22 of 24 people found the following review helpful:
5.0 out of 5 stars
Must read for anyone interested in women in science!,
By A Customer
This review is from: A Feeling for the Organism: The Life and Work of Barbara McClintock (Paperback)
I discovered this book as I was looking for a text for my university seminar, "Women in Science". The search has been frustrating because there are so few readable but substantive books on women who have contributed to our knowledge of the world. There's a lot of fluff; but what I wanted to show my students was the struggles as well as the triumphs--the frustrations, as well as the acolades. I wanted them to see the scientific landscape through the eyes of a woman, and to hear her voice. This book offered that and so much more. Unlike Sy Montgomery's "Walking with the Great Apes" (Houghton Mifflin, 1991), which follows the careers of Goodall, Fossey and Galdikas, Keller resists the temptation to go kitsch. Instead, she showed what made Barbara McClintock a Nobel Prize winner and a scientific outsider.
--Nan Crystal Arens,
Assistant Professor, Integrative Biology,
University of California, Berkeley
6 of 7 people found the following review helpful:
4.0 out of 5 stars
A Life in Science.,
By A .J. Casper (USA) - See all my reviews
This review is from: A Feeling for the Organism, 10th Aniversary Edittion: The Life and Work of Barbara McClintock (Paperback)

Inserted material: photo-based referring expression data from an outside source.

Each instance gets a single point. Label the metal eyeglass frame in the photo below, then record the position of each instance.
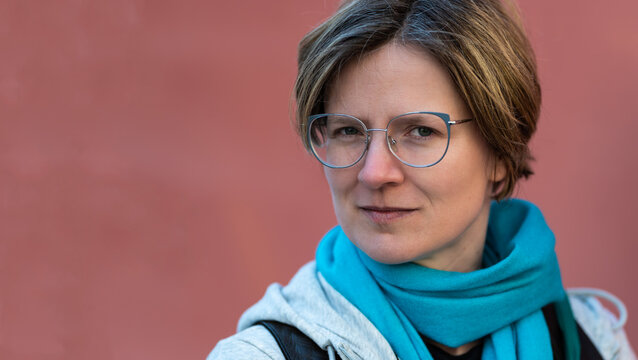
(445, 117)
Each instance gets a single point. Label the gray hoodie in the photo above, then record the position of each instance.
(313, 306)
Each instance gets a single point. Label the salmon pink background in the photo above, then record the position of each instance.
(151, 185)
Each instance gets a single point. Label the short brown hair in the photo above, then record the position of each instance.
(483, 48)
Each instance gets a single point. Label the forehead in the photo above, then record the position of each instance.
(392, 80)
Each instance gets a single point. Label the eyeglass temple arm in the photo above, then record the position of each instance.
(455, 122)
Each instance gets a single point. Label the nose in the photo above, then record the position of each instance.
(380, 167)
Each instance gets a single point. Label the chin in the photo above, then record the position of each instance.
(385, 249)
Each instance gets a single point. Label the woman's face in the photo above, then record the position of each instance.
(434, 216)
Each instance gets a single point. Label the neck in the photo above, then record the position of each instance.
(457, 350)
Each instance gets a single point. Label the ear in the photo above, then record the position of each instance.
(498, 171)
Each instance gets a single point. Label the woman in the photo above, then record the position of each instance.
(421, 113)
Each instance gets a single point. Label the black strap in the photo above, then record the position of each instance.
(296, 345)
(587, 349)
(293, 343)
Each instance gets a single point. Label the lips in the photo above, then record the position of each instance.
(386, 215)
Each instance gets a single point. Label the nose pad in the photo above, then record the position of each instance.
(380, 166)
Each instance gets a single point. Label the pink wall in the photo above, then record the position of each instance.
(152, 186)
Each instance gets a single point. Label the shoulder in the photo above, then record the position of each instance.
(253, 343)
(602, 327)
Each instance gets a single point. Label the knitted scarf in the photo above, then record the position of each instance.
(501, 302)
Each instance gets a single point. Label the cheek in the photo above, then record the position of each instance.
(341, 183)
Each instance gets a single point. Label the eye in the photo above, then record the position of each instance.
(348, 130)
(422, 131)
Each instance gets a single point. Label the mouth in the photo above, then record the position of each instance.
(386, 215)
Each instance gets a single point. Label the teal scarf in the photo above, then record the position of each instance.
(501, 302)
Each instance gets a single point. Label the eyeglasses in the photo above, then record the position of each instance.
(419, 139)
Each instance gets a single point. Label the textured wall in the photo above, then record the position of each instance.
(151, 185)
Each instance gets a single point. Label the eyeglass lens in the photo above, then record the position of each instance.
(417, 139)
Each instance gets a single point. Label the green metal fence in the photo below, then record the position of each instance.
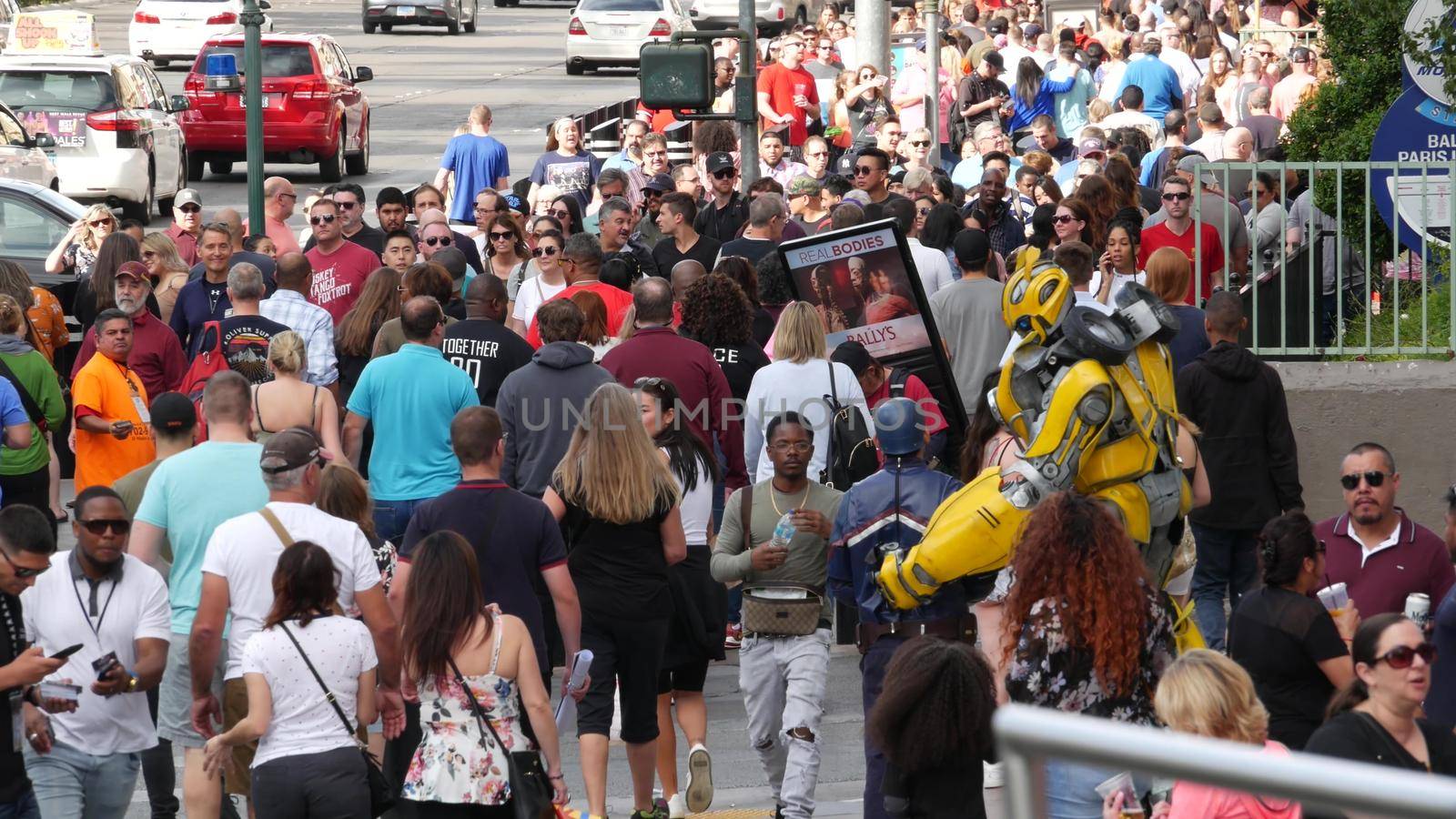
(1340, 278)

Barbara McClintock was a maverick from the very beginning. Her parents did not consider education as the best option for a woman. Her relationship with her mother was particularly frictitious. She made the decision to study botany at Cornell, and her love of the genetics grew. She worked on maize at a time when most cytogeneticists were working on Drosophila. It can easily be argued that nobody understood the maize plant and its genetics as well as she did at the time.

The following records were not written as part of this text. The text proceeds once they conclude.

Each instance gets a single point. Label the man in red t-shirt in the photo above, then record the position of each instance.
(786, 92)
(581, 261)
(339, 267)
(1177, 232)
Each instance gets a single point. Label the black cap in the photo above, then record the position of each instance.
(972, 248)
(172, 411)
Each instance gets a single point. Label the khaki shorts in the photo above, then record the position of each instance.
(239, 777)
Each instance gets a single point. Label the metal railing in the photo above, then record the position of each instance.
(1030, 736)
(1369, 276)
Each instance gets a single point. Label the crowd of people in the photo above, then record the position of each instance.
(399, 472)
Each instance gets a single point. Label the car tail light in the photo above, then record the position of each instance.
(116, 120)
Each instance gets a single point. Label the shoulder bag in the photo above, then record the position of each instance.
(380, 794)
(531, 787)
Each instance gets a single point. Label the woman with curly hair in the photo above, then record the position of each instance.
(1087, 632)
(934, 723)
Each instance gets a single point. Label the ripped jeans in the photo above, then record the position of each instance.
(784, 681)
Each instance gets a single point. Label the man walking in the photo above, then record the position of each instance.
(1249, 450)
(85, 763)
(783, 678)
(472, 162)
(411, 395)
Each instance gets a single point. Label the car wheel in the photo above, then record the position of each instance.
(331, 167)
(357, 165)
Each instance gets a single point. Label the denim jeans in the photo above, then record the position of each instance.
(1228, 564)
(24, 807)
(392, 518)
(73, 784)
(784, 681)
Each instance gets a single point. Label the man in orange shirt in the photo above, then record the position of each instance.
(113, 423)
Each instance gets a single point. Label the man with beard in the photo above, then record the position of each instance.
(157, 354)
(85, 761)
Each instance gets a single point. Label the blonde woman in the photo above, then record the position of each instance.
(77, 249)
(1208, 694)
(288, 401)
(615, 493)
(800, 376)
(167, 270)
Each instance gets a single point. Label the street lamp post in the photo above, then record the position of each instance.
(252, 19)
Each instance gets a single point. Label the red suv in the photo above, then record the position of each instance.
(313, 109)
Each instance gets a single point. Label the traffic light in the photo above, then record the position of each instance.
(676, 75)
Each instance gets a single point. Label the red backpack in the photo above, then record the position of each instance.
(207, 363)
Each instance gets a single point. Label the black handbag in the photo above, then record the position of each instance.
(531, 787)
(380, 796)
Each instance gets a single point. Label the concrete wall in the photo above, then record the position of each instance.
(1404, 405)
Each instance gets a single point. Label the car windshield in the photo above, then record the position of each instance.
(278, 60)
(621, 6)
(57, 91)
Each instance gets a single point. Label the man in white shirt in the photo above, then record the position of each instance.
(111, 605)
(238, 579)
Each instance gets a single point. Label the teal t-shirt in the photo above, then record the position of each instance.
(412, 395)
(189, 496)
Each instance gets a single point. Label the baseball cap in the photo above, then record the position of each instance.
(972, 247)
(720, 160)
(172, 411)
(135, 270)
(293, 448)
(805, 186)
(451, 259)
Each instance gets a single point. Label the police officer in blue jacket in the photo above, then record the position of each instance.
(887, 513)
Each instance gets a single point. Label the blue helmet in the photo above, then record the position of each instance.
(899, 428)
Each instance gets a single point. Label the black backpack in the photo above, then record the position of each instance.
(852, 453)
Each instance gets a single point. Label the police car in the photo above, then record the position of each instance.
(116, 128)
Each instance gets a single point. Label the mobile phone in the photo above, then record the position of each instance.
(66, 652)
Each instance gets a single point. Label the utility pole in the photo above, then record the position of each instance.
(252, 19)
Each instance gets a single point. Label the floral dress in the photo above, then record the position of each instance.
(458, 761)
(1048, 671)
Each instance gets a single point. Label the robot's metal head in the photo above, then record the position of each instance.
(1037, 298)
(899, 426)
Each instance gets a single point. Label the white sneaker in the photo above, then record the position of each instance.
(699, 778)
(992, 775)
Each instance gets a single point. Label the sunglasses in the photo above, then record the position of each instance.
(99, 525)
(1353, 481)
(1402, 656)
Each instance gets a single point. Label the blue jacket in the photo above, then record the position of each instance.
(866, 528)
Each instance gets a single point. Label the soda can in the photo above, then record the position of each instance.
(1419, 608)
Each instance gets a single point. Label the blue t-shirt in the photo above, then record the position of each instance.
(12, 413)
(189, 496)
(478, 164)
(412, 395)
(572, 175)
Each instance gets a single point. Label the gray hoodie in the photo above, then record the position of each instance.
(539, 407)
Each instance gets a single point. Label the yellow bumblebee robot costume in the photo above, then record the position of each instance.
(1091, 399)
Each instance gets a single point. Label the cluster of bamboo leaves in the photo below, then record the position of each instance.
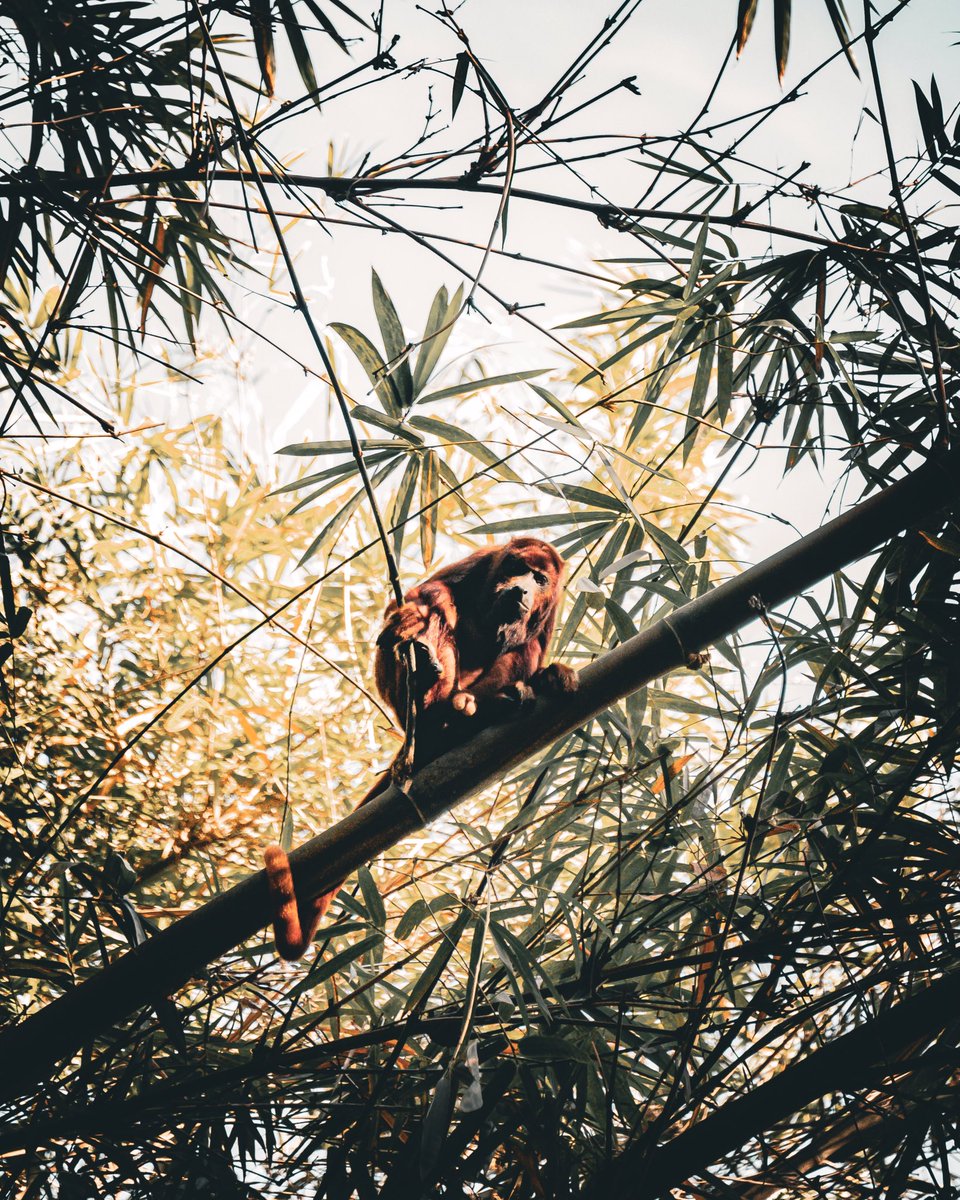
(707, 882)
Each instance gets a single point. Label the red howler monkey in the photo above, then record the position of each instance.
(479, 630)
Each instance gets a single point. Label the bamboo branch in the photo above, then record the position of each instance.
(874, 1050)
(166, 961)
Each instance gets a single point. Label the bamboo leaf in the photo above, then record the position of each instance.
(395, 345)
(373, 365)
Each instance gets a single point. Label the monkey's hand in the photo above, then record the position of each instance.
(555, 681)
(407, 623)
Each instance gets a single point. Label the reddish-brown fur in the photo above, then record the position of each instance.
(479, 630)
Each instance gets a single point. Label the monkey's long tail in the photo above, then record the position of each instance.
(294, 922)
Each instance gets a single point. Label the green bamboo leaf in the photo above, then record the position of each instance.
(544, 1048)
(325, 969)
(724, 367)
(462, 441)
(838, 17)
(745, 15)
(696, 258)
(403, 503)
(781, 34)
(327, 24)
(316, 449)
(699, 391)
(454, 487)
(537, 521)
(436, 335)
(424, 987)
(372, 899)
(371, 417)
(587, 496)
(299, 47)
(430, 489)
(394, 342)
(373, 365)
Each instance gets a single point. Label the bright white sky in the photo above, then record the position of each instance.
(673, 47)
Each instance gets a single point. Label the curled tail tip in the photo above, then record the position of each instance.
(275, 857)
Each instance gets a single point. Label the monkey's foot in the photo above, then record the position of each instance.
(463, 702)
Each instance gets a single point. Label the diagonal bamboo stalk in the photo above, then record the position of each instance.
(30, 1050)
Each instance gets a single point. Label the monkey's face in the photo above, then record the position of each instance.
(525, 587)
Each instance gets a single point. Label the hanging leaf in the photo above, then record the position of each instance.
(373, 365)
(394, 342)
(262, 24)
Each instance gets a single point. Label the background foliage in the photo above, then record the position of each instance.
(711, 880)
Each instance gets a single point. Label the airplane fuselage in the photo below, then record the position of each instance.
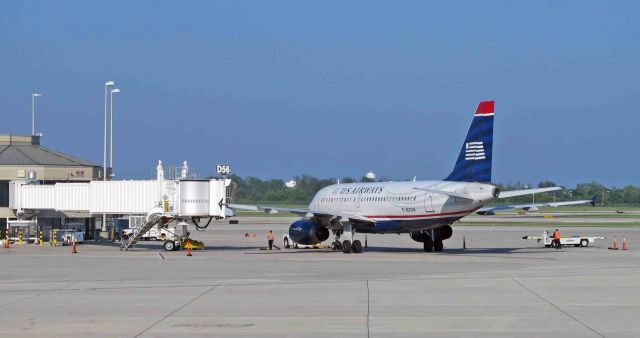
(396, 207)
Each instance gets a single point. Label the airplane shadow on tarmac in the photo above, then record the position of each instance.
(447, 251)
(153, 246)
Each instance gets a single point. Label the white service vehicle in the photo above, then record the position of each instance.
(154, 234)
(575, 240)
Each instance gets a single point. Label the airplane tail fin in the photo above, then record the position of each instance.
(474, 159)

The book can get quite technical midway, and will be appreciated best by those with a background in genetics. McClintock was a woman way ahead of her time, in fact, decades ahead. She could not be promoted to certain positions at several institutions simply because she is female (despite a superior knowledge in cytogenetics). It took approximately 5 years for McClintock to finish and publish her results on transposable elements in chromosomes (transposons). She gave numerous presentations on her discoveries and nobody understood - at a time when molecular biology was taking over the field of cytogenetics. This book shows that science is not always objective. It also brings up legitimate points as to whether the prevailing Western view of Science (i.e. the scientific method) is efficient enough in scientific research and discovery. I highly recommend this book!